Dr. R.C. Sproul, noting that the phrase total depravity is not always the most helpful way to summarize what we really mean regarding the impact of sin on humanity, has proposed that we instead use the phrase radical corruption. The advantage of this phrase is twofold. First, the word corruption helps to clarify that the Bible’s doctrine of sin does not mean that people are as evil as they could possibly be. As bad as we are apart from divine grace, we still retain some knowledge of the good and can still do good in an external sense, though not in a way that is fully pleasing to the Lord (Luke 11:11–13). We are not utterly depraved, because we could always act more wickedly than we do. Instead, we are corrupted in every part of our being. Every aspect of ourselves is fallen; nothing has escaped the taint of sin.

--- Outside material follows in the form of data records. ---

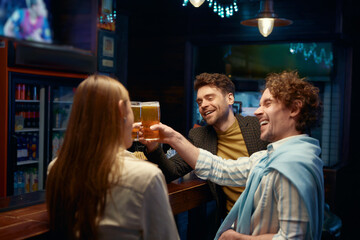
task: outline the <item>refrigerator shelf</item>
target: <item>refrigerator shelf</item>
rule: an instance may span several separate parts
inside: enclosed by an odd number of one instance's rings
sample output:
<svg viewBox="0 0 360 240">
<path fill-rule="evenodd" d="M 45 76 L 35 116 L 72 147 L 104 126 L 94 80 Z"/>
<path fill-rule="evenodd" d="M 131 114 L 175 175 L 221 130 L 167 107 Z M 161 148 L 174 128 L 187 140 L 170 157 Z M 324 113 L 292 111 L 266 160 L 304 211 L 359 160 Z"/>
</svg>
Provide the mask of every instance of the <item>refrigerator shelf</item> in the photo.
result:
<svg viewBox="0 0 360 240">
<path fill-rule="evenodd" d="M 72 104 L 72 101 L 59 101 L 59 100 L 54 100 L 53 103 L 57 103 L 57 104 Z"/>
<path fill-rule="evenodd" d="M 20 99 L 15 99 L 16 103 L 40 103 L 40 100 L 20 100 Z"/>
<path fill-rule="evenodd" d="M 26 160 L 26 161 L 17 162 L 16 165 L 21 166 L 21 165 L 34 164 L 38 162 L 39 162 L 38 160 Z"/>
<path fill-rule="evenodd" d="M 61 131 L 66 131 L 66 128 L 53 128 L 52 130 L 61 132 Z"/>
<path fill-rule="evenodd" d="M 23 128 L 21 130 L 15 130 L 16 133 L 21 133 L 21 132 L 38 132 L 39 128 Z"/>
</svg>

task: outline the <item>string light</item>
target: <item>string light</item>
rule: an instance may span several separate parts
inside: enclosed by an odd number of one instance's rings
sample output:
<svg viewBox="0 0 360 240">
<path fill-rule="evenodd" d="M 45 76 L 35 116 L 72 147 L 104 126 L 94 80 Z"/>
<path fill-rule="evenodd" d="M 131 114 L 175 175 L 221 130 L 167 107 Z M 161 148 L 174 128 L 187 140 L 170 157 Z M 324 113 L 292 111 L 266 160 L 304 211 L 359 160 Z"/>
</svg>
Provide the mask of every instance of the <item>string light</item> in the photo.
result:
<svg viewBox="0 0 360 240">
<path fill-rule="evenodd" d="M 224 17 L 231 17 L 234 15 L 234 12 L 239 11 L 239 8 L 237 6 L 238 0 L 233 0 L 231 3 L 222 3 L 221 1 L 218 2 L 217 0 L 206 0 L 209 2 L 208 6 L 209 8 L 213 9 L 214 13 L 217 13 L 221 18 Z M 183 6 L 186 7 L 189 0 L 184 0 Z"/>
<path fill-rule="evenodd" d="M 304 43 L 290 43 L 289 51 L 291 54 L 302 53 L 305 61 L 313 57 L 314 62 L 320 64 L 324 62 L 327 67 L 333 66 L 333 53 L 330 51 L 328 54 L 324 48 L 320 49 L 320 53 L 317 51 L 317 44 L 312 43 L 309 49 L 305 48 Z"/>
<path fill-rule="evenodd" d="M 115 31 L 115 22 L 116 22 L 116 10 L 112 13 L 102 14 L 98 17 L 98 27 L 102 29 L 107 29 Z"/>
</svg>

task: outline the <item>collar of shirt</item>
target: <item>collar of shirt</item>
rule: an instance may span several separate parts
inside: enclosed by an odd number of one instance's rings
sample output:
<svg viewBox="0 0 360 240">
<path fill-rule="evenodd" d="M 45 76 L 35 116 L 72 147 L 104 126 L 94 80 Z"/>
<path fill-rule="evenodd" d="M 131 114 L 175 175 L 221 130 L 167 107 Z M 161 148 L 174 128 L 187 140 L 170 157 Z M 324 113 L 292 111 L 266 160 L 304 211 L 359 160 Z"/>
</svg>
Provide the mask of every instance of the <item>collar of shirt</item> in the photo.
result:
<svg viewBox="0 0 360 240">
<path fill-rule="evenodd" d="M 286 138 L 280 139 L 276 142 L 270 143 L 269 145 L 267 145 L 268 155 L 270 156 L 271 153 L 273 153 L 278 147 L 280 147 L 283 143 L 285 143 L 289 139 L 296 138 L 299 136 L 308 136 L 308 135 L 307 134 L 299 134 L 299 135 L 295 135 L 295 136 L 286 137 Z"/>
</svg>

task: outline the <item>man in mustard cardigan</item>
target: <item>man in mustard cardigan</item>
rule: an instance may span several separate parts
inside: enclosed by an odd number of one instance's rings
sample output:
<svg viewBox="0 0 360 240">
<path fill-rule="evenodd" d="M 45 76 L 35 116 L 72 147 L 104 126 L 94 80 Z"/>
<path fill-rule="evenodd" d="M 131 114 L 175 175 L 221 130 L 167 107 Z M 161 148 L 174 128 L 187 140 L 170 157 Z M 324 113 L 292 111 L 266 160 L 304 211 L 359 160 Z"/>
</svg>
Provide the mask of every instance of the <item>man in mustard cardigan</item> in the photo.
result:
<svg viewBox="0 0 360 240">
<path fill-rule="evenodd" d="M 260 140 L 260 125 L 256 117 L 234 115 L 232 105 L 235 86 L 227 76 L 202 73 L 196 76 L 194 89 L 197 91 L 199 112 L 207 123 L 206 126 L 190 130 L 188 139 L 194 146 L 224 159 L 248 157 L 266 148 L 267 143 Z M 146 146 L 147 159 L 160 167 L 167 182 L 192 171 L 178 154 L 167 159 L 157 143 L 146 143 Z M 217 205 L 215 230 L 244 188 L 219 186 L 210 181 L 208 183 Z"/>
</svg>

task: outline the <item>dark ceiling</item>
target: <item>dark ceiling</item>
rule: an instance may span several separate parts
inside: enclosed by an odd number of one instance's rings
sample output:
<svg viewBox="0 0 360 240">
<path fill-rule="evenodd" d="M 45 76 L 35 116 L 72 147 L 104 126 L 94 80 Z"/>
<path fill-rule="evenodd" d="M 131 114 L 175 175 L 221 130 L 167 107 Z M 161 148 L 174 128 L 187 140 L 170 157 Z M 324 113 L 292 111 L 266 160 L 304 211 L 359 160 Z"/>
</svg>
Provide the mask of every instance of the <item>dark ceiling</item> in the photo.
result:
<svg viewBox="0 0 360 240">
<path fill-rule="evenodd" d="M 229 2 L 229 0 L 218 0 Z M 239 11 L 230 18 L 221 18 L 208 7 L 206 1 L 199 8 L 183 0 L 119 1 L 118 9 L 142 21 L 148 26 L 143 29 L 159 34 L 185 34 L 189 38 L 210 36 L 217 41 L 262 40 L 257 28 L 243 26 L 242 20 L 253 18 L 260 8 L 259 0 L 238 0 Z M 343 7 L 341 0 L 275 0 L 274 11 L 281 18 L 293 21 L 286 27 L 275 28 L 267 40 L 284 39 L 284 34 L 293 38 L 307 38 L 309 32 L 318 36 L 341 31 L 341 15 L 336 12 Z M 290 37 L 291 37 L 290 36 Z M 313 35 L 312 35 L 313 36 Z M 219 39 L 221 37 L 221 39 Z"/>
<path fill-rule="evenodd" d="M 307 76 L 329 76 L 328 66 L 306 61 L 303 56 L 299 57 L 300 54 L 290 54 L 289 43 L 303 42 L 310 46 L 316 42 L 318 54 L 325 45 L 327 54 L 330 54 L 331 43 L 344 36 L 341 25 L 343 16 L 337 13 L 348 7 L 347 1 L 274 0 L 275 13 L 281 18 L 292 20 L 293 24 L 274 28 L 267 38 L 262 37 L 256 27 L 240 24 L 242 20 L 253 18 L 257 14 L 260 1 L 237 2 L 239 11 L 230 18 L 219 17 L 208 7 L 208 1 L 195 8 L 190 2 L 184 7 L 183 0 L 124 0 L 119 1 L 117 7 L 120 12 L 129 16 L 130 44 L 135 42 L 131 38 L 141 41 L 144 36 L 158 38 L 159 46 L 173 44 L 169 41 L 189 41 L 199 49 L 209 50 L 206 57 L 202 58 L 205 63 L 200 65 L 212 61 L 208 64 L 211 66 L 209 68 L 219 72 L 225 71 L 224 51 L 232 46 L 232 56 L 228 60 L 235 75 L 263 77 L 269 70 L 287 68 L 298 69 Z M 322 46 L 321 42 L 328 44 Z M 239 62 L 249 59 L 252 60 L 244 70 Z M 219 62 L 217 68 L 214 66 L 216 62 Z M 248 68 L 249 64 L 252 64 L 252 69 Z"/>
</svg>

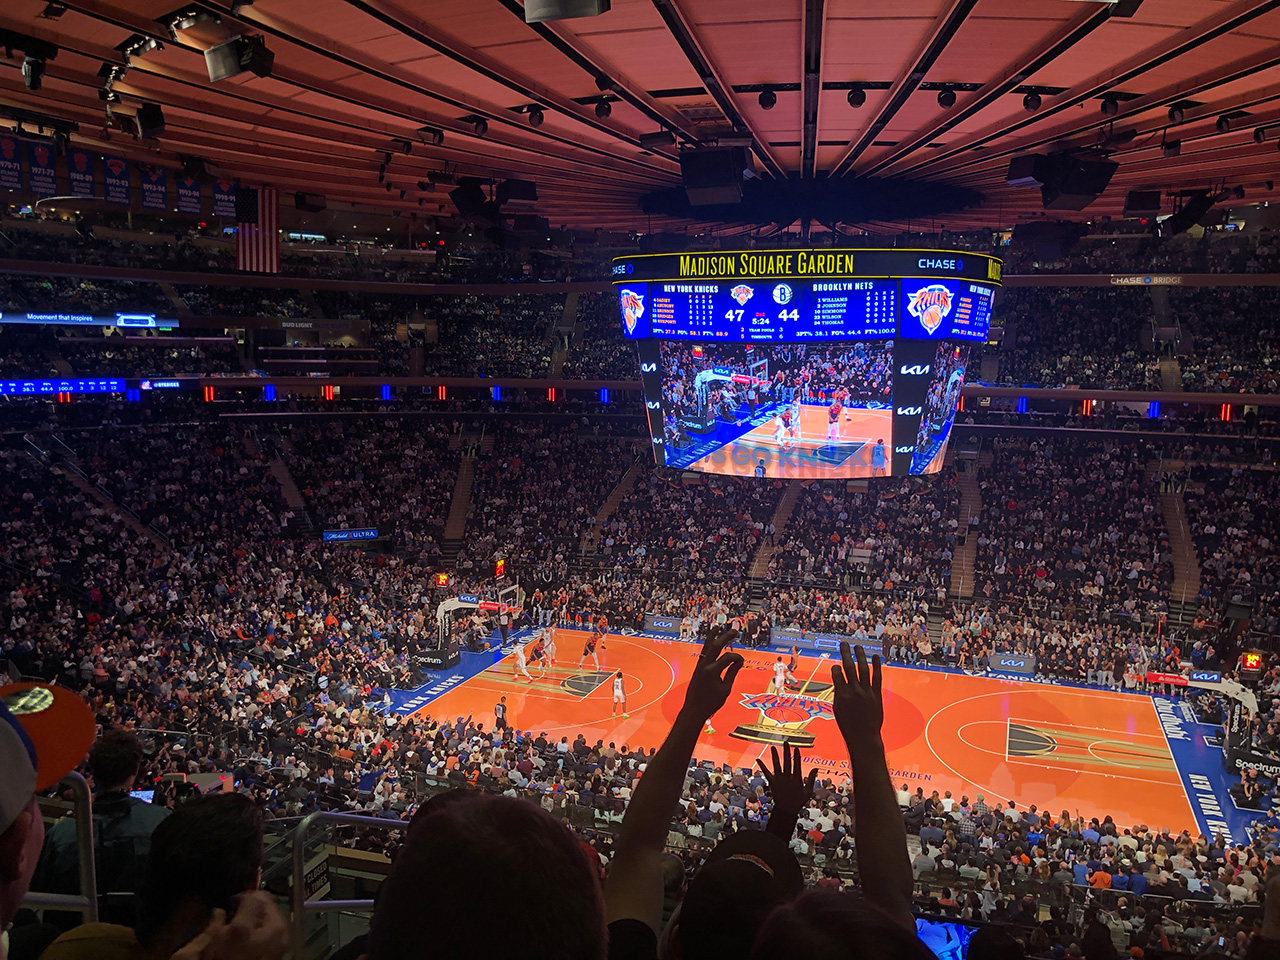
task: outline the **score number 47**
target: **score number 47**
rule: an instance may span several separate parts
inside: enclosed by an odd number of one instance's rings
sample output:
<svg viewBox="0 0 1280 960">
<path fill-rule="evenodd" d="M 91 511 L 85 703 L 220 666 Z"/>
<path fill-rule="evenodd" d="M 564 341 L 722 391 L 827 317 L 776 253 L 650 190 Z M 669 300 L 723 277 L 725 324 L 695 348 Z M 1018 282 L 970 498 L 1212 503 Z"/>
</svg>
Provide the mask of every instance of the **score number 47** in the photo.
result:
<svg viewBox="0 0 1280 960">
<path fill-rule="evenodd" d="M 745 310 L 730 310 L 730 311 L 728 311 L 727 313 L 725 313 L 724 318 L 725 318 L 727 321 L 729 321 L 730 323 L 741 323 L 741 322 L 742 322 L 742 317 L 743 317 L 743 315 L 744 315 L 745 313 L 746 313 L 746 311 L 745 311 Z M 779 320 L 784 320 L 784 321 L 785 321 L 785 320 L 790 320 L 792 323 L 795 323 L 796 321 L 798 321 L 798 320 L 800 319 L 800 311 L 799 311 L 799 310 L 796 310 L 796 309 L 793 309 L 793 310 L 781 310 L 781 311 L 779 311 L 779 312 L 778 312 L 778 319 L 779 319 Z M 751 318 L 751 322 L 752 322 L 753 324 L 768 323 L 768 322 L 769 322 L 769 318 L 768 318 L 768 317 L 755 316 L 755 317 L 752 317 L 752 318 Z"/>
</svg>

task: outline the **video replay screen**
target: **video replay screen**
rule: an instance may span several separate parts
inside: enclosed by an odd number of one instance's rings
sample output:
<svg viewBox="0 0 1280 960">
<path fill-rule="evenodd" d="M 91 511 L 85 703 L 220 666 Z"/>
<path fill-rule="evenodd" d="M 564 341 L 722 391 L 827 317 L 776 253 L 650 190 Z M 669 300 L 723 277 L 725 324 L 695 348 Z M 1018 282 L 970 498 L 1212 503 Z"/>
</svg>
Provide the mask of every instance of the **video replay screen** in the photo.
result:
<svg viewBox="0 0 1280 960">
<path fill-rule="evenodd" d="M 970 256 L 930 260 L 955 271 Z M 988 261 L 970 269 L 998 280 Z M 780 479 L 941 469 L 994 300 L 990 280 L 954 277 L 615 282 L 658 462 Z"/>
</svg>

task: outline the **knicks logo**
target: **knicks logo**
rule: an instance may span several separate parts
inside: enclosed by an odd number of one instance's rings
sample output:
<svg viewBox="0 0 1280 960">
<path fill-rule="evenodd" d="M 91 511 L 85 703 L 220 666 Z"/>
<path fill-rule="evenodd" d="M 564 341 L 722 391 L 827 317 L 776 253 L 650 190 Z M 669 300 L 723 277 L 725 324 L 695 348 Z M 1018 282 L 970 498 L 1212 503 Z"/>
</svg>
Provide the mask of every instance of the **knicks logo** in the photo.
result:
<svg viewBox="0 0 1280 960">
<path fill-rule="evenodd" d="M 758 710 L 755 723 L 739 724 L 729 736 L 753 743 L 790 743 L 796 747 L 811 747 L 815 737 L 805 732 L 814 720 L 832 720 L 835 713 L 831 700 L 834 692 L 829 683 L 807 680 L 795 688 L 795 693 L 757 693 L 743 696 L 740 701 L 749 710 Z"/>
<path fill-rule="evenodd" d="M 951 315 L 951 291 L 940 283 L 921 287 L 907 297 L 907 313 L 920 321 L 929 334 L 936 333 Z"/>
<path fill-rule="evenodd" d="M 748 287 L 745 283 L 740 283 L 736 287 L 734 287 L 732 290 L 729 291 L 729 296 L 733 297 L 733 299 L 738 301 L 738 306 L 745 307 L 747 305 L 747 301 L 751 299 L 751 295 L 753 293 L 755 293 L 755 291 L 752 290 L 750 287 Z"/>
<path fill-rule="evenodd" d="M 622 319 L 626 321 L 627 333 L 635 333 L 636 324 L 644 316 L 644 296 L 634 290 L 623 290 L 618 297 L 622 301 Z"/>
</svg>

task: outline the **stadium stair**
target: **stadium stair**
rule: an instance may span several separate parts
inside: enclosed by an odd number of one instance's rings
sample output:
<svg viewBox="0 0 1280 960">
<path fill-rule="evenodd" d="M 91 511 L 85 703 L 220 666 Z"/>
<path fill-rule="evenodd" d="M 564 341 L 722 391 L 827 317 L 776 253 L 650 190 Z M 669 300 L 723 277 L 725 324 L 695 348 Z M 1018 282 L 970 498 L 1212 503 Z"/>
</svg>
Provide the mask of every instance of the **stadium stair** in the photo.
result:
<svg viewBox="0 0 1280 960">
<path fill-rule="evenodd" d="M 1195 541 L 1187 525 L 1187 505 L 1182 492 L 1165 491 L 1160 494 L 1160 510 L 1164 514 L 1165 530 L 1169 533 L 1169 547 L 1173 550 L 1173 585 L 1169 588 L 1170 609 L 1180 613 L 1188 607 L 1199 605 L 1200 560 L 1196 556 Z"/>
<path fill-rule="evenodd" d="M 316 299 L 316 295 L 306 287 L 299 292 L 298 299 L 302 301 L 302 305 L 307 308 L 307 316 L 323 317 L 324 309 L 320 306 L 320 301 Z"/>
<path fill-rule="evenodd" d="M 128 507 L 121 506 L 105 489 L 90 480 L 89 475 L 84 472 L 79 456 L 63 443 L 60 437 L 50 437 L 45 441 L 45 444 L 45 448 L 37 447 L 37 449 L 41 449 L 44 454 L 41 459 L 50 470 L 64 477 L 73 487 L 84 491 L 86 496 L 96 500 L 109 512 L 118 515 L 124 525 L 134 533 L 146 537 L 158 547 L 167 548 L 169 546 L 167 537 L 147 526 L 142 522 L 141 517 Z"/>
<path fill-rule="evenodd" d="M 564 298 L 564 312 L 560 322 L 547 331 L 546 345 L 552 347 L 551 367 L 547 376 L 556 380 L 564 375 L 564 362 L 569 359 L 569 351 L 561 349 L 560 344 L 571 341 L 578 330 L 578 295 L 571 293 Z"/>
<path fill-rule="evenodd" d="M 53 368 L 57 370 L 60 374 L 62 374 L 64 377 L 75 376 L 75 373 L 76 373 L 75 370 L 72 369 L 71 364 L 67 363 L 66 359 L 62 356 L 62 354 L 58 352 L 57 347 L 50 347 L 48 350 L 44 352 L 44 355 L 48 359 L 48 361 L 53 364 Z"/>
<path fill-rule="evenodd" d="M 1182 392 L 1182 364 L 1177 357 L 1160 358 L 1160 389 L 1166 393 Z"/>
<path fill-rule="evenodd" d="M 978 465 L 991 462 L 991 451 L 978 454 Z M 974 469 L 959 470 L 956 485 L 960 488 L 960 526 L 962 537 L 952 551 L 951 590 L 952 599 L 973 596 L 973 561 L 978 552 L 978 538 L 970 536 L 969 518 L 982 514 L 982 489 L 978 486 L 978 473 Z"/>
<path fill-rule="evenodd" d="M 596 521 L 582 533 L 582 540 L 578 543 L 578 552 L 587 556 L 596 552 L 596 544 L 599 541 L 601 527 L 604 526 L 606 520 L 613 516 L 613 511 L 618 509 L 618 504 L 622 503 L 623 498 L 631 492 L 636 485 L 636 479 L 644 472 L 644 454 L 636 457 L 626 473 L 622 475 L 622 479 L 618 481 L 618 485 L 613 488 L 613 492 L 600 504 L 600 509 L 596 511 Z"/>
<path fill-rule="evenodd" d="M 292 452 L 293 444 L 285 437 L 279 437 L 278 443 L 284 453 Z M 311 511 L 307 509 L 307 501 L 302 496 L 302 491 L 298 489 L 298 485 L 294 482 L 293 474 L 289 472 L 289 465 L 284 462 L 283 456 L 272 457 L 268 463 L 268 469 L 271 471 L 271 475 L 276 478 L 276 482 L 280 484 L 280 492 L 284 495 L 284 502 L 293 511 L 292 526 L 294 533 L 307 540 L 318 538 L 320 536 L 320 527 L 315 518 L 311 516 Z"/>
<path fill-rule="evenodd" d="M 166 300 L 173 304 L 173 309 L 178 311 L 178 316 L 191 316 L 191 308 L 187 306 L 187 302 L 178 296 L 178 291 L 173 288 L 173 284 L 161 280 L 156 284 L 160 288 L 160 292 L 164 294 Z"/>
<path fill-rule="evenodd" d="M 804 481 L 792 480 L 787 484 L 786 492 L 782 494 L 782 499 L 778 501 L 777 509 L 773 511 L 773 543 L 762 540 L 760 548 L 756 550 L 756 557 L 751 561 L 751 576 L 766 578 L 769 576 L 769 561 L 773 559 L 773 547 L 782 535 L 786 533 L 787 521 L 791 519 L 791 514 L 796 508 L 796 502 L 800 499 L 800 494 L 804 491 Z"/>
<path fill-rule="evenodd" d="M 453 485 L 449 517 L 444 522 L 444 536 L 440 543 L 440 560 L 447 567 L 454 565 L 462 551 L 462 538 L 467 532 L 467 513 L 471 509 L 471 483 L 475 476 L 475 457 L 464 453 L 458 463 L 458 482 Z"/>
</svg>

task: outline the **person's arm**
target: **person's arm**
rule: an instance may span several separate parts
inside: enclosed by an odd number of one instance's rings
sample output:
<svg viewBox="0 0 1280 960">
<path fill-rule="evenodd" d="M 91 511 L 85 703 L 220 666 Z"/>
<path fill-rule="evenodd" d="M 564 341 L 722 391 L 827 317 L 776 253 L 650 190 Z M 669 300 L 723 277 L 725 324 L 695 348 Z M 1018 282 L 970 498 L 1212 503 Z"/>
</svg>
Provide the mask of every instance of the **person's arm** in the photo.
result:
<svg viewBox="0 0 1280 960">
<path fill-rule="evenodd" d="M 741 655 L 721 655 L 733 638 L 732 630 L 724 630 L 703 645 L 685 691 L 684 705 L 631 796 L 604 885 L 609 923 L 640 920 L 655 934 L 662 931 L 662 849 L 698 734 L 703 724 L 724 706 L 734 678 L 742 669 Z"/>
<path fill-rule="evenodd" d="M 856 653 L 857 663 L 854 663 Z M 868 900 L 888 913 L 906 929 L 915 930 L 911 915 L 914 880 L 911 858 L 907 856 L 907 828 L 898 810 L 898 799 L 889 781 L 884 741 L 881 699 L 880 658 L 867 657 L 861 646 L 850 651 L 840 643 L 841 663 L 831 668 L 835 688 L 833 707 L 836 725 L 844 737 L 853 768 L 854 843 L 858 871 L 874 877 L 863 887 Z"/>
<path fill-rule="evenodd" d="M 769 792 L 773 794 L 773 809 L 769 812 L 769 824 L 765 827 L 765 832 L 772 833 L 783 843 L 791 842 L 791 836 L 796 829 L 796 820 L 799 819 L 800 811 L 809 802 L 809 798 L 813 796 L 813 782 L 818 776 L 818 768 L 814 767 L 809 771 L 809 776 L 802 779 L 800 748 L 795 747 L 794 753 L 792 751 L 791 743 L 784 742 L 782 763 L 779 764 L 778 748 L 770 747 L 769 752 L 773 755 L 772 771 L 764 765 L 763 760 L 756 759 L 765 780 L 769 783 Z"/>
</svg>

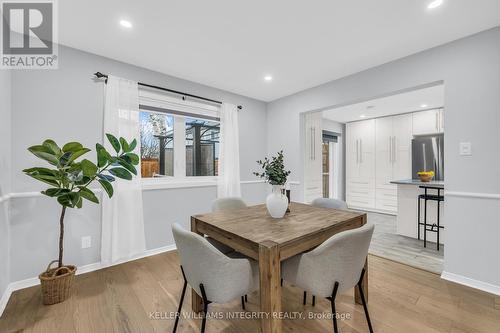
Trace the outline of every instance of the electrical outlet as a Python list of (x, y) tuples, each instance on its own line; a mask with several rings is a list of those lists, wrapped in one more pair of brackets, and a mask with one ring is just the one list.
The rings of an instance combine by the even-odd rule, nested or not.
[(461, 156), (472, 155), (472, 144), (470, 142), (460, 142), (460, 155)]
[(92, 246), (92, 237), (85, 236), (82, 237), (82, 249), (88, 249)]

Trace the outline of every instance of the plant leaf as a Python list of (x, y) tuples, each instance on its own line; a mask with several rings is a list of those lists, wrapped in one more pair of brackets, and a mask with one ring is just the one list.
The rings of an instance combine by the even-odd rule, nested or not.
[(128, 145), (127, 140), (125, 140), (125, 138), (120, 137), (120, 144), (122, 145), (122, 149), (124, 152), (128, 153), (130, 151), (130, 147)]
[(134, 140), (132, 140), (132, 142), (130, 142), (130, 144), (128, 146), (128, 149), (129, 149), (128, 152), (134, 151), (135, 147), (137, 147), (137, 140), (136, 139), (134, 139)]
[(46, 196), (49, 197), (58, 197), (68, 192), (69, 190), (66, 188), (49, 188), (45, 191), (42, 191), (42, 194), (45, 194)]
[(61, 148), (54, 142), (54, 140), (47, 139), (42, 143), (42, 146), (47, 147), (54, 155), (61, 154)]
[(71, 200), (71, 207), (75, 207), (78, 205), (78, 202), (81, 200), (79, 192), (70, 192), (68, 193), (69, 198)]
[(69, 196), (70, 193), (65, 193), (57, 197), (57, 202), (65, 207), (71, 207), (71, 198)]
[(104, 188), (104, 190), (108, 194), (108, 197), (111, 198), (113, 196), (113, 185), (111, 185), (111, 183), (108, 182), (107, 180), (103, 179), (99, 179), (98, 182)]
[(64, 153), (61, 157), (59, 157), (59, 164), (61, 166), (68, 165), (70, 157), (71, 157), (71, 152)]
[(95, 176), (98, 168), (97, 165), (95, 165), (93, 162), (84, 159), (80, 162), (80, 166), (82, 167), (83, 175), (86, 177), (93, 177)]
[(127, 159), (129, 159), (130, 161), (127, 161), (127, 162), (129, 162), (132, 165), (139, 164), (139, 156), (137, 154), (127, 153), (127, 154), (123, 155), (122, 157), (126, 157)]
[(57, 165), (59, 163), (59, 160), (54, 155), (52, 150), (46, 146), (31, 146), (28, 148), (28, 150), (36, 157), (41, 158), (42, 160), (45, 160), (52, 165)]
[(102, 173), (98, 173), (97, 177), (99, 177), (99, 179), (106, 180), (108, 182), (114, 182), (115, 181), (115, 177), (110, 176), (110, 175), (103, 175)]
[(82, 156), (83, 154), (86, 154), (90, 151), (88, 148), (82, 148), (80, 150), (77, 150), (71, 154), (70, 159), (68, 160), (68, 164), (76, 160), (78, 157)]
[(93, 203), (99, 203), (99, 199), (97, 199), (96, 195), (94, 192), (89, 190), (86, 187), (80, 187), (80, 196), (84, 199), (87, 199), (88, 201), (92, 201)]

The second advantage of the phrase radical corruption is that the word radical captures well the idea that all of our nature has been affected by sin. The English term radical comes from the Latin word radix, which means “root.” To say we are radically corrupted is to say that our sin and fallenness affect not merely the periphery of our natures but get to the very heart of who we are. Sin has not simply made some aspects of our humanity weak; rather, it has infected every constituent aspect of human nature. Since the fall, we are not basically good; we are not mixtures of good and evil in which the good outweighs the bad. Instead, our bent is away from God and the things that please Him. To the extent that we do what is good outwardly, we do it not because we love Him but because we fear punishment and because we want to puff ourselves up with pride.
Perhaps the clearest illustration of our radical corruption is that sin has affected even our minds. Many people believe that although we are now inclined toward sin, our minds have been essentially unaffected by the fall. Apart from grace, we can still reason our way to faith and our thinking is not affected by sin. Of course, we do not deny that fallen people still have the capacity to think logically and to use reason; however, the effects of the fall are such that apart from grace, we will use these powers to reject our Creator. That is what Paul tells us in today’s passage (Rom. 1:21–23). In our radical corruption, we suppress what we know to be true and substitute the worship of idols for the worship of God. This effect of the fall on our minds is what theologians term the “noetic effects of sin.”